In practical terms, Altman’s position separates two ideas that are often blurred together:

  • LLMs may remain weak on very long-horizon tasks requiring high judgment.
  • LLMs may still continue improving through scaling.
  • Progress in areas like robotics may require attention to world models.
  • Skepticism about current limits does not necessarily prove the broader approach has failed.

That distinction is why the debate remains live. Critics can point to difficult tasks where LLMs still fall behind people. Altman can point to areas where models have already exceeded expectations and argue that betting against further scaling is the mistake.

The Bigger Question For AI Research

The source article presents Altman’s remarks as a challenge to researchers who underestimated scaling.
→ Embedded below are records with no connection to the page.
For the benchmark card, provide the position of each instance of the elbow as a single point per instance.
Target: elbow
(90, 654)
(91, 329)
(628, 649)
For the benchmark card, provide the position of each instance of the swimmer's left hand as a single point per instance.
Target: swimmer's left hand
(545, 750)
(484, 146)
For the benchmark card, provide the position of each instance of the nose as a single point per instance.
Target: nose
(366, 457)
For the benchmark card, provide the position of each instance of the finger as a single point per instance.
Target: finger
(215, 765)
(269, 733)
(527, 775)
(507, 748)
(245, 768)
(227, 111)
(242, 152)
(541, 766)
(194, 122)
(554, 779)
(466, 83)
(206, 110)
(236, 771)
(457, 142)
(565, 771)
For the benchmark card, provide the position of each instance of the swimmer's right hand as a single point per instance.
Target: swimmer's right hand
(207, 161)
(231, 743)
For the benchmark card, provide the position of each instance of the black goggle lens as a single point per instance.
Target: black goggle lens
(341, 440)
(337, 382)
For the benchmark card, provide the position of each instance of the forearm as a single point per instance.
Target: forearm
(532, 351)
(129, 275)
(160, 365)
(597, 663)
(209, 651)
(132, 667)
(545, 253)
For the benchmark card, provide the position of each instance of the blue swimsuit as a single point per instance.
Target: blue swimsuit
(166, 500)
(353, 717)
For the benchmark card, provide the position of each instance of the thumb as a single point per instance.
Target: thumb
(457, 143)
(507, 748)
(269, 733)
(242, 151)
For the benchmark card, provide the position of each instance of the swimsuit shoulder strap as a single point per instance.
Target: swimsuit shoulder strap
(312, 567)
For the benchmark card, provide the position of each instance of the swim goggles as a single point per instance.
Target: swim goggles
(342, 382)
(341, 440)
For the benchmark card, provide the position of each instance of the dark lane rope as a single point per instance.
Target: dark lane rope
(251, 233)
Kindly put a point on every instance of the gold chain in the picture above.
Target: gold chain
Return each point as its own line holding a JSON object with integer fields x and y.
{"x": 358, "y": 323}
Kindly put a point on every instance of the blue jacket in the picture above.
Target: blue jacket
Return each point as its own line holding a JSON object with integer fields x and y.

His message is that confidence about what LLMs could not do was itself a drag on progress.

That does not settle the future of AI. It does clarify the terms of the argument. Altman is betting that the evidence from large language models supports continued investment in scaling, even while he accepts that important limits remain.

The result is a more precise version of the current AI debate. It is not simply optimism against skepticism. It is a fight over which evidence matters most: the failures that show where LLMs still struggle, or the breakthroughs that suggest their ceiling has been repeatedly underestimated.